I estimated the Old Testament includes the names of about 2,889 people. (# 50; 61) I listed 62 confirmed or tentatively confirmed by archaeology and predicted more will be found.
 

TWO MORE

Recently I noticed two more.

25km south-west of Aman (Jordan), in an area called Iraq el Amir meaning Cave of the Prince, is evidence for Tobiah. Tobiah was the Ammonite official who, in the 5th century BC, opposed the return of the Jews to Israel. (Nehemiah 2:10)

In the early 1990s a team from Jordan's Department of Antiquities and the French Institute of Archaeology surveyed the remains of some 2nd century BC buildings. Nearby are cliffs with eleven caves on two levels. At the entrance of one cave is an inscription of the name Tobiah in Aramaic. The name appears again in the adjacent cave.

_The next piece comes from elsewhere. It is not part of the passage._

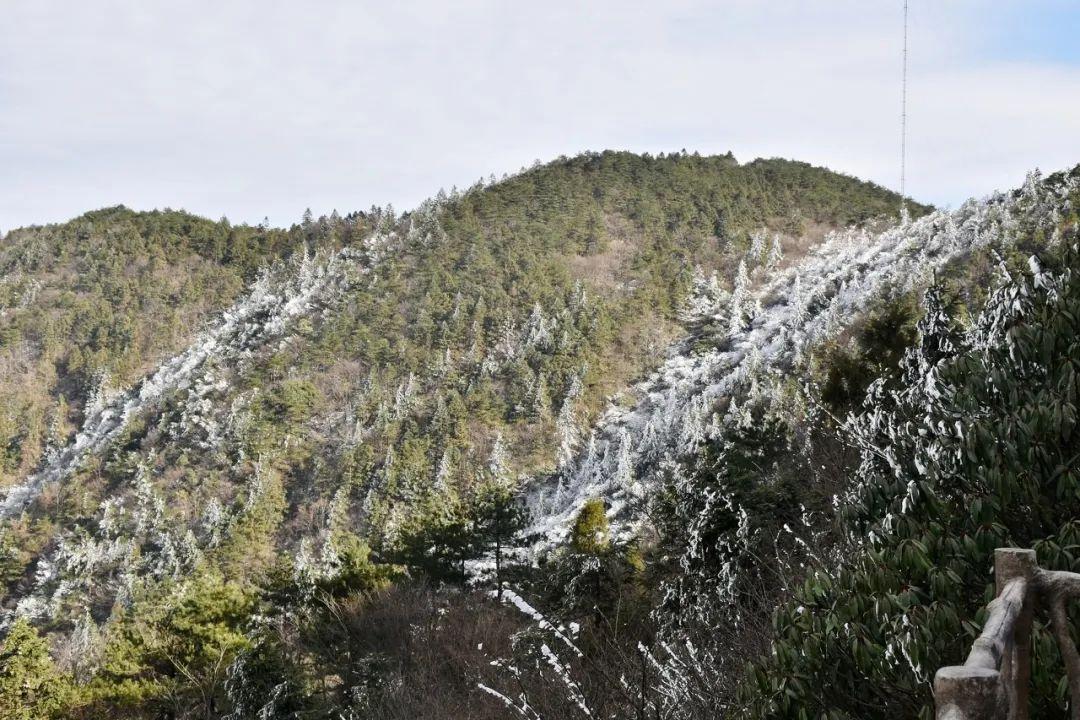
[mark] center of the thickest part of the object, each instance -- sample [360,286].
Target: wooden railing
[993,682]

The inscription is dated to the Persian period 541-331 BC and therefore could refer to the Ammonite official of the Bible. (Archaeological Diggings Volume 1, June/July 1994, p. 29)

Another discovery may be "Sarsechim", an official of King Nebuchadnezzar of Babylon. (Jeremiah 39:3)

The British Museum has a collection of 130,000 Assyrian cuneiform tablets. On the Internet, Nigel Reynolds reports that one tablet appears to be: "a receipt for payment made by a figure in the Old Testament":
 
 

Tiny tablet provides proof for Old Testament…

Michael Jursa, a visiting professor from Vienna … made … a discovery that supports the view that the historical books of the Old Testament are based on fact.

…Prof Jursa suddenly came across a name … Nabu-sharrussu-ukin, described there … as "the chief eunuch" of Nebuchadnezzar II, king of Babylon.

Prof Jursa, an Assyriologist, checked the Old Testament and there in chapter 39 of the Book of Jeremiah, he found, spelled differently, the same name Nebo-Sarsekim.

Nebo-Sarsekim, according to Jeremiah, was Nebuchadnezzar II's "chief officer" and was with him at the siege of Jerusalem in 587 BC...

The small tablet, the size of "a packet of 10 cigarettes" according to Irving Finkel, a British Museum expert, is a bill of receipt acknowledging Nabu-sharrussu-ukin's payment of 0.75 kg of gold to a temple in Babylon.

The tablet is dated to the 10th year of the reign of Nebuchadnezzar II, 595BC, 12 years before the siege of Jerusalem… (13 July, 2007
 


 
 

In the King James translation Jeremiah 39:3 reads:

And all the princes of the king of Babylon came in, and sat in the middle gate, even Nergal-sharezer, Samgar-nebo, Sarsechim, Rab-saris, Nergal-sharezer, Rab-mag, with all the residue of the king of Babylon.


Many Bibles have "nebo" attached to the wrong name. It should not read "Samgar-nebo, Sarsechim…" but rather "Samgar, Nebo-sarsechim…" Some translators have made the correction including the NIV and RSV.

Hebrew writing did not use vowels. Therefore Nebo is the same as Nebu and Nabu. It was the name of a Babylonian god and prefixed the name of various humans such as Nebu-chadnezzar and Nebu-zaradan. (2 Kings 25:8-11)

This still leaves the biblical "sarsechim" different to "sharrussu-ukin" on the cuneiform tablet

This need not be seen as an error, but rather the conversion of the Babylonish name into Hebrew – comparable to Petrus in one language becoming "Peter" in another.